U.N. inspectors also uncovered an enormous Iraqi nuclear weapons program. Spread among 25 facilities, the $10-billion program employed 15,000 technical people. Based on a Manhattan Project bomb design, Iraqi scientists pursued five different methods for separating uranium.

The world feared how Saddam's clandestine support of WMD might be coupled with his open support of terrorism. The final terrorism report of the Clinton State Department devoted more words to Iraq than any other country. In April 2002, Saddam publicly offered $25,000 to families of Palestinian suicide bombers who blew themselves up while killing Jews. Abu Abbas and Abu Nidal, the two most wanted terrorist ringleaders of the last 20 years, both lived with safe haven in Baghdad.

Saddam operated his own terror camps. One of the most chilling was a facility south of Baghdad called Salman Pak, where terrorists (prior to September 11, 2001) had conducted training missions on a 707 fuselage, where they practiced the art of hijacking an aircraft without guns, using only knives and utensils. Just like the September 11 hijackers, these terrorists were mostly of Saudi origin.

By 1998, the watchful eye of the global community had frustrated and enraged Saddam, and he did his best to further obstruct U.N. inspectors. That December, inspections stopped. The world wrung its hands over how to get Saddam to comply.

Then came September 11, which, as George W. Bush said, "changed everything." The Bush administration responded by first removing the Taliban government that harbored Osama bin Laden in Afghanistan. Estimating the next devastating attack could be ordered by Saddam, Mr. Bush decided the Iraqi dictator was an unacceptable danger in the post-September 11 world. He judged the only way to disarm Saddam was to dislodge him.

Sure, the Bush administration had other reasons for removing him -- human rights, the objective of creating a "democratic peace" in the Middle East -- but Saddam's history with WMD and sponsorship of terrorism were the two primary factors in the 2003 invasion.

The wisdom of these goals continues to be hotly debated. Yet, one thing is now certain: Saddam Hussein's ability to perpetrate violence against his nation, his neighbors and the world is finished -- moribund. He was executed Dec. 30.

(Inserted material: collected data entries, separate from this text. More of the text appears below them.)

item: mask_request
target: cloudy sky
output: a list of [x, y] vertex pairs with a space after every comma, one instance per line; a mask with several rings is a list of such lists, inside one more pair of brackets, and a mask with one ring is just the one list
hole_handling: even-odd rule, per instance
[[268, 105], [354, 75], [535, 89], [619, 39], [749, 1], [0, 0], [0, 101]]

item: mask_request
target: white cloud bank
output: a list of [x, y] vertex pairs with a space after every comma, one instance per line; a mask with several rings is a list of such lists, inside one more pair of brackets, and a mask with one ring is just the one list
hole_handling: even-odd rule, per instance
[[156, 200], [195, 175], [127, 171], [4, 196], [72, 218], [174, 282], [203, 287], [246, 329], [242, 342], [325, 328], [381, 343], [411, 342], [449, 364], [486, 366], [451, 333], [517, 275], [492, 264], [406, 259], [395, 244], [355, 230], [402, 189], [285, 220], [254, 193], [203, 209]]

Saddam stands almost alone among modern tyrants in that he received due justice. He is dead as a result of American intervention, as are the two thugs we once feared as his heirs: his sons, Uday and Qusay. This is a magnificent achievement, unthinkable five years ago.

Contrary to popular perception, we did find some WMD in Iraq after the 2003 invasion, though we did not find the stockpiles we expected. Importantly, as former U.N. chief inspector David Kay reported, we did discover "intent and infrastructure" by Saddam to again "ramp up" WMD production once a tired, divided international community threw in the towel on the inspections process.

Thanks to a simpler process -- a hanging -- Saddam will never realize his nuclear ambitions. His prophecy of dying a violent death was realized, but, mercifully, not in the giant explosion we all long feared. The Bush administration's daunting long-term task in Iraq outlives him, far from completed, and dangerously unstable. Yet, the danger posed by Saddam Hussein is finally over. That's a big, big deal -- one worth celebrating.